Die 17-jährige Bärin, die einen Jogger angefallen und getötet hatte, ist von Wildhütern entdeckt worden. Ob das Tier am Leben bleibt, wird ein Gericht entscheiden.

Italien, Val Meledrio: Mitarbeiter des Trentiner Forstkorps bereiten den Transport vor Foto: dpa

Rom taz | JJ4 sitzt in Haft. Die Bärin, die am 5. April im norditalienischen Trentin einen jungen Jogger angefallen und getötet hatte, wurde am Montagabend von Wildhütern eingefangen und dann in ein Wildtiergehege gebracht.

Zwar hatte der Präsident der Provinz Trient, Maurizio Fugatti, eigentlich die umgehende Tötung der 17-jährigen Bärin angeordnet.
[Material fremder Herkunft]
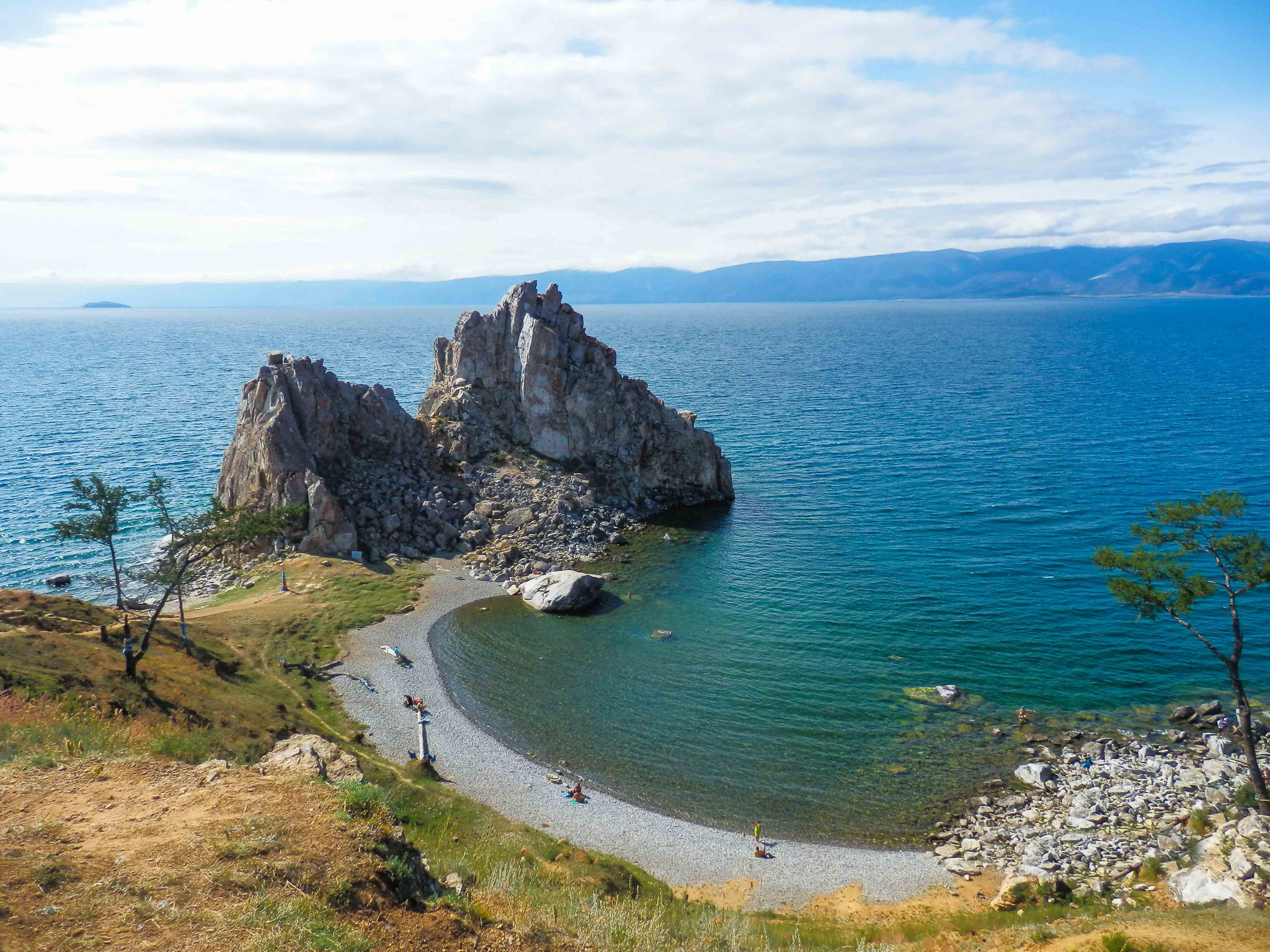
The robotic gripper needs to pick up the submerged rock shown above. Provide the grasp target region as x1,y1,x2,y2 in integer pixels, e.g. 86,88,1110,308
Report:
1015,763,1054,790
521,570,605,612
904,684,969,707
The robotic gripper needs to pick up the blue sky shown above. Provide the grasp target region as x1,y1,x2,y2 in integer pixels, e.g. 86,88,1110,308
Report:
0,0,1270,282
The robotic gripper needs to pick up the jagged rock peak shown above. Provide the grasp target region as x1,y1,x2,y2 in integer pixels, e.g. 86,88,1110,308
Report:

Doch bis zum 11. Mai ist ihr Leben sicher, da das örtliche Verwaltungsgericht auf den Einspruch von Tierschutzverbänden hin den Vollzug aussetzte, um dann in der Hauptsache zu entscheiden.

Schon seit 1996 leben im Alpenraum des Trentin wieder Braunbären. Damals wurden einige aus Slowenien stammende Exemplare der Gattung dort im Rahmen des Projekts „Life Ursus“ angesiedelt, mit dem Ziel, am Ende dort wieder eine Bärenpopulation von 40 bis 60 Tieren heimisch zu machen. Doch die Tiere gediehen besser als erwartet – mittlerweile leben rund 120 Braunbären in der Region.

Für Menschen tödliche Vorfälle hatte es bis zum April dieses Jahres nie gegeben, doch JJ4 hatte schon im Jahr 2020 zwei Männer – Vater und Sohn – im Wald attackiert und verletzt. Und auch damals hatte der Präsident der Provinz ihren Abschuss angeordnet, war jedoch seinerzeit am Verwaltungsgericht gescheitert.

„Euthanasie“ statt Todesschuss

Zwei ihrer Brüder dagegen fanden schon vor Jahren den Tod. JJ1, in Deutschland als „Problembär Bruno“ bekannt geworden, war über Österreich nach Bayern ausgewandert und wurde dort im Jahr 2006 zur Strecke gebracht. Zuvor hatte er Tiere gerissen und Bienenstöcke geplündert; heute steht er ausgestopft im Museum Mensch und Natur in München. Nicht besser erging es JJ3, der im Jahr 2008 in der Schweiz erschossen wurde.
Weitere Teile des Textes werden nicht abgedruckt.